GETTR
Job Description
Challenges you will solve:
- Participate in all stages of infrastructure provisioning, primarily providing the staging and production support.
- Assist in implementation of security best practices and initiatives at all levels of the systems infrastructure.
- Adhere with SRE (Site Reliability Engineering) principles/pillars on incident management and service level objectives.
- Work closely with DevOps engineers to apply/improve the automation scripts and system designs shared by DevOps to improve systems efficiency in production environment.
- Ensure maximum uptime and stability of cloud and on-premises environments, especially in staging and production environments.
- Apply the latest OS and security patches ensuring the compatibility of underlying running application.
- Lead on conducting in the disaster recovery/business continuity (DRBC) routine exercises.
- Handle help desk & JIRA tickets and mitigate any production issues.
- Ensure accurate knowledge base documentation in a timely manner.
Requirements:
- Strong knowledge of secure web app deployments in AWS (4+ years).

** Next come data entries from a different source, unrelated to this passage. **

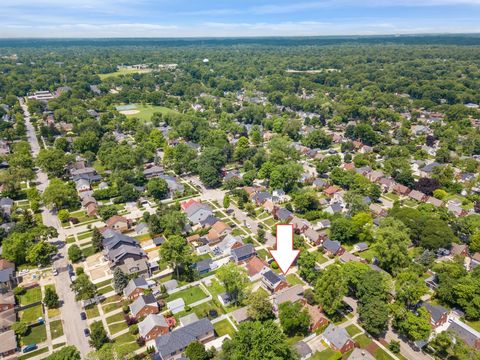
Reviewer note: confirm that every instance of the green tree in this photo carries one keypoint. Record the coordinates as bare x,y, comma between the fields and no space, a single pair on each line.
259,307
294,319
66,353
196,351
255,340
235,281
98,335
330,289
50,298
74,253
120,281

- Advanced experience as a Linux or Windows server administrator.
- The ability to work with little supervision; must be self-driven and motivated.

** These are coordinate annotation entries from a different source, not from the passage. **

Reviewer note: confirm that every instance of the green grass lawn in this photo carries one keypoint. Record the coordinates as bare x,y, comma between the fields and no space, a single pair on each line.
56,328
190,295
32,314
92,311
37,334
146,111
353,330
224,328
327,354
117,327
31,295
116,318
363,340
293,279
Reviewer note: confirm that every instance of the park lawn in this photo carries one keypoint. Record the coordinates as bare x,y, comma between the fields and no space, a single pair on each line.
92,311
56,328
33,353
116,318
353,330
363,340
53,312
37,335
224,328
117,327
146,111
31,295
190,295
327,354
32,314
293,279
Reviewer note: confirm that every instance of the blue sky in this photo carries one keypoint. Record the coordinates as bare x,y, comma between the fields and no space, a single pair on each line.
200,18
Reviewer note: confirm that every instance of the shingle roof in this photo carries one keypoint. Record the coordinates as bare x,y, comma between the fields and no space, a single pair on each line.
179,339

- Experience with continuous integration/continuous delivery (CI/CD) Jenkins and Git.
- Experience with containerized microservices delivered with Docker, Kubernetes (Kops, AWS EKS), or OpenShift 4.x.
- Manage & optimize unified logging system and APM (Application Performance Management) monitoring tools, constantly reduce the MTTR (Mean Time to Recovery).
- Strong experience with hybrid infrastructure systems monitoring and proactive incident management.
- Strong scripting skills using Shell and Python or Go (a plus).
- Some knowledge of web application programming languages (such as JavaScript, NodeJS, Java, etc.).
- Ability to proactively triage on troubleshooting urgent production issues under high time pressure with precision.
- Experience in working collaboratively with various applications development teams throughout the organization to resolve mission critical problems.
- Excellent written and oral communication skills necessary to produce and process technical documents.
- Excellent problem-solving and analytical skills and the ability to translate business requirements into information systems solutions.
- Experience with IT security.
- Someone who is a team player.
- Familiarity/experience with the DevOps process.
- Professional IT certifications, such as Red Hat Certified Engineer/Windows Server, and AWS certifications (a huge plus).
- Relevant work experience (8+ years), either in software development or IT infrastructure.
- Masters degree in technology related, engineering or computer science (a plus).
- Participate in a weekly on-call rotation (~every 3-4 weeks) as needed.
- Provide mission critical production support in case of an outage during off business hours if necessary.